What is Acne? Causes of Acne, and Treatments for Acne


Acne (acne vulgaris, common acne) is a disease of the hair follicles of the face, chest, and back that affects almost all teenagers during puberty. The only exception being members of a few primitive Neolithic tribes living in isolation. It is not caused by bacteria, although bacteria play a role in its development. It is not unusual for some women to develop acne in their mid- to late-20s.

Acne vulgaris is typical teenage acne which is characterized by three types of lesions

If you have acne, you’ll typically notice pimples that are white or black. Both blackheads and whiteheads are known as comedones. Others includes

  • Papules are small, red, raised bumps caused by inflamed or infected hair follicles.
  • Pustules are small red pimples that have pus at their tips.
  • Nodules are solid, often painful lumps beneath the surface of your skin.
  • Cysts are large lumps found beneath your skin that contain pus and are usually painful.


Women are more likely to have adult acne than men. It’s thought that many cases of adult acne are caused by the changes in hormone levels that many women have at certain times.

These times include:

  • periods – some women have a flare-up of acne just before their period
  • pregnancy – many women have symptoms of acne at this time, usually during the first 3 months of their pregnancy
  • polycystic ovary syndrome – a common condition that can cause acne, weight gain and the formation of small cysts inside the ovary
  • Other causes includes:some cosmetics products,steriod medicines for treating depression and bipolar disorder


  1. Hairstyling Products That Touch Your Skin Can Contribute to Acne:Breakouts caused by hair-care products are so common, which can trap acne-causing bacteria in your pores.

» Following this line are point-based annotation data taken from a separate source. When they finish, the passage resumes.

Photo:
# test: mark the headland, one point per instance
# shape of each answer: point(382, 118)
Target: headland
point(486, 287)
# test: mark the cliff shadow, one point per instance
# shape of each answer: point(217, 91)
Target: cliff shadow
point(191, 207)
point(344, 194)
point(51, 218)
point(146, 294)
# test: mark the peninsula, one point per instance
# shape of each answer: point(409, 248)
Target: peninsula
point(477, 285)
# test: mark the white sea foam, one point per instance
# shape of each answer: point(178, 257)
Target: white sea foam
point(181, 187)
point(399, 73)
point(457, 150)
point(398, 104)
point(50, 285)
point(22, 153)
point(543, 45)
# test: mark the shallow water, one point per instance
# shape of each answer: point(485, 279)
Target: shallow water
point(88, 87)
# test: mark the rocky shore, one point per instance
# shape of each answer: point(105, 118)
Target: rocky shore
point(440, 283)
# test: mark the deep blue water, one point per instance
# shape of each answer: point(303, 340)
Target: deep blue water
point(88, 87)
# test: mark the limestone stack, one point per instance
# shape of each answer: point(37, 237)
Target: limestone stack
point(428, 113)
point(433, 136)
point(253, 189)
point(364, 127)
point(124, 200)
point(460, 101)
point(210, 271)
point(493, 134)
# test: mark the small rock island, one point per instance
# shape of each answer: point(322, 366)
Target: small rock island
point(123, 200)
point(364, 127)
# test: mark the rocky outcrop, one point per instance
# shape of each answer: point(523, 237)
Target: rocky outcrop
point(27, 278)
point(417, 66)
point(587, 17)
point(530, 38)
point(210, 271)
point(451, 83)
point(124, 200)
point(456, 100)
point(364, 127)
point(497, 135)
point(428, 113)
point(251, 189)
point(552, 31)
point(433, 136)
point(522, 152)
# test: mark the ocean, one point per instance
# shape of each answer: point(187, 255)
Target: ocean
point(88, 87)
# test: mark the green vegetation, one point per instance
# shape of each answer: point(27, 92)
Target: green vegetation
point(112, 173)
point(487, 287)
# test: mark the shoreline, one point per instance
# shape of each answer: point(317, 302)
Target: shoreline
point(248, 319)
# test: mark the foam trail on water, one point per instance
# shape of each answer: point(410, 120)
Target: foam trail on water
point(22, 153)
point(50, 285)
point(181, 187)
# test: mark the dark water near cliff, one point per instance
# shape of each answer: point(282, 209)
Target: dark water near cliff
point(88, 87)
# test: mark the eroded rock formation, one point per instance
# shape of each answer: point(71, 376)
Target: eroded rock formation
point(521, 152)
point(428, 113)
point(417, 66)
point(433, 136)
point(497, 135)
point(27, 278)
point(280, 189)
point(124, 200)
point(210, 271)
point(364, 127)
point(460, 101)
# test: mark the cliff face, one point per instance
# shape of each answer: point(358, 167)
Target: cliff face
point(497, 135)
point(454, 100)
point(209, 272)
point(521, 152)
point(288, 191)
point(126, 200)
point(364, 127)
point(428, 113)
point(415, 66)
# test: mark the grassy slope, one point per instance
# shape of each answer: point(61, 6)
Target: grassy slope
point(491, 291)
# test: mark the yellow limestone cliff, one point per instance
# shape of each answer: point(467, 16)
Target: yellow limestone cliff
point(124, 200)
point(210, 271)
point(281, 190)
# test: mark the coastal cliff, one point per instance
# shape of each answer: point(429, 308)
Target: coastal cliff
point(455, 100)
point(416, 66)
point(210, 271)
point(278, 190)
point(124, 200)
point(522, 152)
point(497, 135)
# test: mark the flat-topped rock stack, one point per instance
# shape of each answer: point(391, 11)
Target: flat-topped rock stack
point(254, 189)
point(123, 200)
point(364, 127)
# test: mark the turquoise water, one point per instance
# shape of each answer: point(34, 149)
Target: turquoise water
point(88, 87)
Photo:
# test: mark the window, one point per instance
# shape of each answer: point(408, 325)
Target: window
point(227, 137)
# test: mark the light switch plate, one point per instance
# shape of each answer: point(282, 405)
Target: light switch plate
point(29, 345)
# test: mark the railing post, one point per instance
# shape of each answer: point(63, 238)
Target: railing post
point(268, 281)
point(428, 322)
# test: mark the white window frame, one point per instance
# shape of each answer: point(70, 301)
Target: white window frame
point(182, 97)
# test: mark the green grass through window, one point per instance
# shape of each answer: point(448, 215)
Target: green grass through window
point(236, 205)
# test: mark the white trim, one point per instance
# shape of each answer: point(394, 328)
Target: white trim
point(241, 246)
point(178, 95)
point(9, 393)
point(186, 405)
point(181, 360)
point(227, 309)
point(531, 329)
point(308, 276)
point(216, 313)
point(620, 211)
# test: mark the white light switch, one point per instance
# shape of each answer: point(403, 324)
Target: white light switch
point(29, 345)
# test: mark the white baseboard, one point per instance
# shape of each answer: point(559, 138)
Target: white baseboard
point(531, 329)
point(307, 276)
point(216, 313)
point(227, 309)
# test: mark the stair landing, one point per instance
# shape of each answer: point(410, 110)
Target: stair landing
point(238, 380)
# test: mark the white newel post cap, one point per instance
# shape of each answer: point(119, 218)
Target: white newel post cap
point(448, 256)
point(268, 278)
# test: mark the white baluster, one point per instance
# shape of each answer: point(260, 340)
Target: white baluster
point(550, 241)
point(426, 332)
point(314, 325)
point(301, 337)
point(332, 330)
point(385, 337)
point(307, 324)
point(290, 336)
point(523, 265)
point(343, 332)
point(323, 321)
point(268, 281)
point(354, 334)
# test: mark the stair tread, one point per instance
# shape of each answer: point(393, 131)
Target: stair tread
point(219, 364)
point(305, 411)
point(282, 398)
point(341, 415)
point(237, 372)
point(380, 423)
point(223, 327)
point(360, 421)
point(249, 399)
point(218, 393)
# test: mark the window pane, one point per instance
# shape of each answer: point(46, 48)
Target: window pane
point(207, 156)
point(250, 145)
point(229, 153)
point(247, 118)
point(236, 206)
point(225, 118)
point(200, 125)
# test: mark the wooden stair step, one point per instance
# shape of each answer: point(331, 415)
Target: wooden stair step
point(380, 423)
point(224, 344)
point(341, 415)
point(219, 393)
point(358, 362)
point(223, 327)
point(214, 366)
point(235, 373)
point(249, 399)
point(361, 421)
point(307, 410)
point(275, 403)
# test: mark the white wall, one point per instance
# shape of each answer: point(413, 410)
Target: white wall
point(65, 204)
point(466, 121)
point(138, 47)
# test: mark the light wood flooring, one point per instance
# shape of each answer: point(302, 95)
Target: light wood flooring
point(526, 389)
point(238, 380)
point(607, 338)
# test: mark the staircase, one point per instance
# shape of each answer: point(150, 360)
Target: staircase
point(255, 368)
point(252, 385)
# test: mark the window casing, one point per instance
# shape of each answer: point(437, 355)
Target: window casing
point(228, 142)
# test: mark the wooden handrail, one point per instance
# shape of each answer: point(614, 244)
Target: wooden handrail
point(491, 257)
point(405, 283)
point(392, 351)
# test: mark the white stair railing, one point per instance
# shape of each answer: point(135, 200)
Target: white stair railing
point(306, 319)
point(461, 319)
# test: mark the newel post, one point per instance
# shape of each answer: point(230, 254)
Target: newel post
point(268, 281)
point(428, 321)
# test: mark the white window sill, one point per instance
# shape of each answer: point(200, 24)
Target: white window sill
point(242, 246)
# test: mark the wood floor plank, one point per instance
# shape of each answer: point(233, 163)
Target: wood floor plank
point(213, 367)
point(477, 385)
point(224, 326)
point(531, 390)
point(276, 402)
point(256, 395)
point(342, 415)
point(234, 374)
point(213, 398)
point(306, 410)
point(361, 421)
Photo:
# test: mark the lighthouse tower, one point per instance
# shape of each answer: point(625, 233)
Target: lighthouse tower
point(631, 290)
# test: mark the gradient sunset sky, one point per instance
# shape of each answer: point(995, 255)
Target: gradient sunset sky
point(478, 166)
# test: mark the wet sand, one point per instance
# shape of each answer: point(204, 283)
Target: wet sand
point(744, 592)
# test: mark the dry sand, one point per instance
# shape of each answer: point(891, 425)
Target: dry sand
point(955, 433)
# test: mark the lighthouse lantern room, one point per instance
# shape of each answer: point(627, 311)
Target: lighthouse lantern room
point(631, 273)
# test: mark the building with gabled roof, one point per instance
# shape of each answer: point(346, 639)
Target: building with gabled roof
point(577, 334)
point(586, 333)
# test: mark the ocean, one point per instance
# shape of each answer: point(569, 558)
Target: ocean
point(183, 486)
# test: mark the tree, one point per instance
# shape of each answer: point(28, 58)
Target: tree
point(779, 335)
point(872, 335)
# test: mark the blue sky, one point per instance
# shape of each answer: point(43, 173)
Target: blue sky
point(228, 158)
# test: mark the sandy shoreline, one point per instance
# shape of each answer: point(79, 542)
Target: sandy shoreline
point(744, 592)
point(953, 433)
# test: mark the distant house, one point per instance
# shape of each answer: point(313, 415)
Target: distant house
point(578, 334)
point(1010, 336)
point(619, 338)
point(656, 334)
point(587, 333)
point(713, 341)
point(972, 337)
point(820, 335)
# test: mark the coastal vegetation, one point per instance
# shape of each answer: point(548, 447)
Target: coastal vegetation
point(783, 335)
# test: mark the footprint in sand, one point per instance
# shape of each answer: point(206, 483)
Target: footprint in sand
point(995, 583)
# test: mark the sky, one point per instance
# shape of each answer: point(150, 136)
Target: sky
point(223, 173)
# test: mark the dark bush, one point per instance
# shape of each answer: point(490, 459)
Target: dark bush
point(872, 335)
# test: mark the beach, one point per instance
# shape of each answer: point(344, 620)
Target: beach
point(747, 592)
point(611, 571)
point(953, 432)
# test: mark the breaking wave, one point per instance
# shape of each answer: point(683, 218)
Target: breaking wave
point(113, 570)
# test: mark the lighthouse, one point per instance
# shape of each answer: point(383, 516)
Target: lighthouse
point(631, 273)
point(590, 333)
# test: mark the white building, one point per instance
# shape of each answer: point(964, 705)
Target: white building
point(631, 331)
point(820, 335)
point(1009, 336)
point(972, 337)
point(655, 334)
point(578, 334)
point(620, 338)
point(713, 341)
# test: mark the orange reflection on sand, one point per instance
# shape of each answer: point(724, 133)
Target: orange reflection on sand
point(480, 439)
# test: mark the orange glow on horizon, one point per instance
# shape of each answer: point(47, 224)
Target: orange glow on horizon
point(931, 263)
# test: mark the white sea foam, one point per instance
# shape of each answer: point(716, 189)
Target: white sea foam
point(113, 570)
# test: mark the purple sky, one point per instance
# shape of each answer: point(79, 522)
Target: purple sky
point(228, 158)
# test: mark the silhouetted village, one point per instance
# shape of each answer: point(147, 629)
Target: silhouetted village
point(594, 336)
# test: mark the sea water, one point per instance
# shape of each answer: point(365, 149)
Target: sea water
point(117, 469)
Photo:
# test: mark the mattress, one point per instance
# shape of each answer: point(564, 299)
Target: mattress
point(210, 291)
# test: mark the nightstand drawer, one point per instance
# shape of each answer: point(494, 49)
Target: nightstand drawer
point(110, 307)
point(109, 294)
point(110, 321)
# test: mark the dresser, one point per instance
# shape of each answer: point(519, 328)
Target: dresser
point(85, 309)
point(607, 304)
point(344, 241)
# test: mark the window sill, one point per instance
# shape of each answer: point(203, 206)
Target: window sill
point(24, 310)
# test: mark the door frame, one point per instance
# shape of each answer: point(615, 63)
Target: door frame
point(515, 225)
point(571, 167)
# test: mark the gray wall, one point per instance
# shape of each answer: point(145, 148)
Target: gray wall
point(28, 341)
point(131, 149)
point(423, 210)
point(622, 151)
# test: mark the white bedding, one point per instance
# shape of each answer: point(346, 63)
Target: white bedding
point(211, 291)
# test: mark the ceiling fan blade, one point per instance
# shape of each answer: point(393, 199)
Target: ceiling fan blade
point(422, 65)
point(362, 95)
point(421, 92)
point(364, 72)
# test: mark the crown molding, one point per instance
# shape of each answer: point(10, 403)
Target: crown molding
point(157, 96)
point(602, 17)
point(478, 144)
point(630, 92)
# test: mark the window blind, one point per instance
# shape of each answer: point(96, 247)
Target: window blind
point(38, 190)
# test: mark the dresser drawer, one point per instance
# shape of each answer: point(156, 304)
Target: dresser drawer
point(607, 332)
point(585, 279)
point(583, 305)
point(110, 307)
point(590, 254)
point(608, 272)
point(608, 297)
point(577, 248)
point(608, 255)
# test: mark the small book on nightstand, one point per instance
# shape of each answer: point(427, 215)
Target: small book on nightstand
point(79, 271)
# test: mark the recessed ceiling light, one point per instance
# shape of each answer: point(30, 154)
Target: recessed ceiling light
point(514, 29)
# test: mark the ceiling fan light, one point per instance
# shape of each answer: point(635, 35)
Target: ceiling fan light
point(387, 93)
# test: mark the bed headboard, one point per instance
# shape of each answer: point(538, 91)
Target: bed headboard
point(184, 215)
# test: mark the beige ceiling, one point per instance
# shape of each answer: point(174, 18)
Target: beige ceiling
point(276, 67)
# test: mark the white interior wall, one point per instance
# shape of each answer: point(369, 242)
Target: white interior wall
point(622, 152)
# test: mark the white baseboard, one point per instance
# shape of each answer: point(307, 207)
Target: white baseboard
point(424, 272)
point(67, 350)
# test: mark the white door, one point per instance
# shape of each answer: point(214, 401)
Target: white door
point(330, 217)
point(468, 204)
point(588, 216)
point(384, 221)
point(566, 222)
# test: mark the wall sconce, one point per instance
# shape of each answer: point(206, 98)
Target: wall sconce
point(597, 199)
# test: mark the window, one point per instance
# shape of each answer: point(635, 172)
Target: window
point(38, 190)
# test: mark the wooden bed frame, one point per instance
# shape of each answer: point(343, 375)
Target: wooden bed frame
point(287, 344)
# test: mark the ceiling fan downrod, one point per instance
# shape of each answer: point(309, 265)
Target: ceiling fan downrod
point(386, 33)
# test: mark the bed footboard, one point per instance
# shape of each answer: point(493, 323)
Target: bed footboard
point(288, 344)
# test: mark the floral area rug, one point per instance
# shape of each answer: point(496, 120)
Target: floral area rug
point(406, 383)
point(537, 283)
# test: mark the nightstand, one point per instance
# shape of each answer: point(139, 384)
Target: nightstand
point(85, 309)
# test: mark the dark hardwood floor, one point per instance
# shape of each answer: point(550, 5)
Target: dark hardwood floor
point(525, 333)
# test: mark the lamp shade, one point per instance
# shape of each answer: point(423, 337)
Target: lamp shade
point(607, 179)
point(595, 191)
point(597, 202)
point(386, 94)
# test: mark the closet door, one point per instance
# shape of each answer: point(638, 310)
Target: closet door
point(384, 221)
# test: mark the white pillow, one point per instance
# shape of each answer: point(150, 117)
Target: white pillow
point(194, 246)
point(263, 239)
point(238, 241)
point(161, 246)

Clogged pores become inflamed, resulting in redness, pus, and ultimately blackheads and whiteheads along the hairline and forehead.
  2. Facial Hair Removal Can Lead to Acne in an Unexpected Way:Topical products applied to your skin before or after hair removal can be comedogenic (meaning they clog pores and promote acne).
  3.  Using Too Many Skin-Care Products Can Aggravate Skin, Causing Acne:Switching products or adding a new one before giving it a chance to work “challenges your skin with new preservatives and active ingredients, which can be irritating and cause breakouts.Anti-acne products can cause blemishes if you use too many.
  4. A Diet High in Processed Food and Refined Carbs May Lead to Acne:The latest scientific evidence suggests that high-carbohydrate diets may predispose you to acne, Specifically, diets high in refined carbohydrates (“white” foods including white bread and white pasta, along with crackers, cake, and cookies) that are high on the glycemic index may increase the development and severity of breakouts, yet more research is needed. The glycemic index is a scale that gauges how much a certain food can affect blood sugar levels.
 Stress Is Accompanied by Hormonal Changes That Increase Your Risk for Acne:Stress can worsen acne by leading to a release of inflammatory chemicals called neuropeptides and hormonal changes


  • keeping your face clean and your hair away: especially if your hair tends to be greasy. Oils from your hair and face also build up on your bedding. Changing your pillowcase daily or weekly can help prevent this buildup.
  • Wash your face two to three times per day: wash you face with lukewarm water and a gentle cleanser that’s not abrasive. Don’t scrub your skin too hard. This can aggravate your skin even more.
  • Try not to use skin care products that can be irritating: such as scented lotions or oil-based makeup. Choose moisturizers and sunscreens that are labeled “noncomedogenic.” This means that the product won’t clog your pores.
  • Antibiotics:Your doctor may prescribe a daily antibiotic pill, such as tetracycline. It can help fight bacteria and infection from the inside out. Antibiotics are commonly used with topical medication when gels and creams alone don’t improve your condition.
  • Laser therapy:Laser therapy may also help improve acne infection. Laser light helps reduce the amount of bacteria on your skin that causes acne.
  • Talk to your doctor: Acne is a very treatable condition. When basic lifestyle changes don’t seem to do the trick, try the least invasive treatment, OTC products. If you need something stronger, schedule an appointment with your doctor. They will assess your acne and suggest next steps for treatment. Advanced medical research is finding new ways to fight infection.